Sunday, February 8, 2009

Everything after 'but'...

I’m proposing a radical shift in the way people deal with other people….especially when delivering bad news or rejection. For whatever reason, people seem to believe if you preface the news with kind words then insert a ‘but’ it makes everything afterwards OK. In response to this misguided belief, I’m proposing that anytime someone uses this technique that we (the recipients) simply state, “Everything after ‘but’…is bullsh*t!”

The insidiousness of the ‘but’ phenomenon is how it’s infiltrated all facets of life. To prove my point, think about the last time someone used ‘but’ and remember how you felt after the statement. I doubt it was very good unless the after statement was “you have to do my hot friend too”. This issue is everywhere and must be stamped out immediately if not sooner.

One place where ‘but’ lives without fear of retribution is the workplace. Think about all the times a co-worker (or other office idiot) has time to help you and has said, “I’d love to help but…” If you’d really love to help then you would! The better statement here would be to say, “I’d love to help you and wish I could. Instead, I want to go back to my desk and waste some time reading blogs”. Although I’d still need help, I’d appreciate the honesty knowing one day I could return the favor when they need my help.

The ‘but’ problem isn’t limited to your co-works as managers seem all too happy to jump on the band wagon. In this age of downsizing/layoffs, managers always want to be seen as sensitive to people’s feelings so they say stupid things like “You’ve done a great job and made many contributions but I have to let you go.” Do they really believe anyone is going to feel better knowing their valuable but now disposable? You could reply in anger but why not turn the tables and say, “You’ve been a great manager and your guidance helped me develop a perfect solution to your most critical issue but since I’m being let go then I’m sure you can figure it out.”

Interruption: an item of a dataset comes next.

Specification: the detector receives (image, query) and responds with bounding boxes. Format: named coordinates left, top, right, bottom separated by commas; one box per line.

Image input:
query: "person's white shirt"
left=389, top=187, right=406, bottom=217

Relationships aren’t immune to the phenomenon either as people are less likely to tell the truth out of fears of hurting the other person. Who hasn’t heard this one, “I love you but I’m not in love with you.” What does that even mean? If you don’t love someone anymore just say it and be gone (here’s how to break up in style). Of course, the perfect reply to this type of asinine statement is “I love you too and your sister was right….you really are becoming just like your mother.” I guess it’s true…you only hurt the ones you used to love.

You are now aware of the ‘but’ phenomenon so anytime you hear it, exercise your license to scream at the other person ‘that’s bullsh*t…just get to the point!” For those with culture, manners or a bit of shyness, you can just think this on the inside and smile knowing the person delivering the news is just a clueless tool waiting for their own ‘but’ moment.

Note: I’d like to apologize for the lengthy delay in posting. I’ll make every effort to post more often but life has been hectic so no guarantees. : )

2 comments:

E&D said...
This comment has been removed by the author.
E&D said...

I find that I'm having trouble with butts at work too...both the head and hole variety.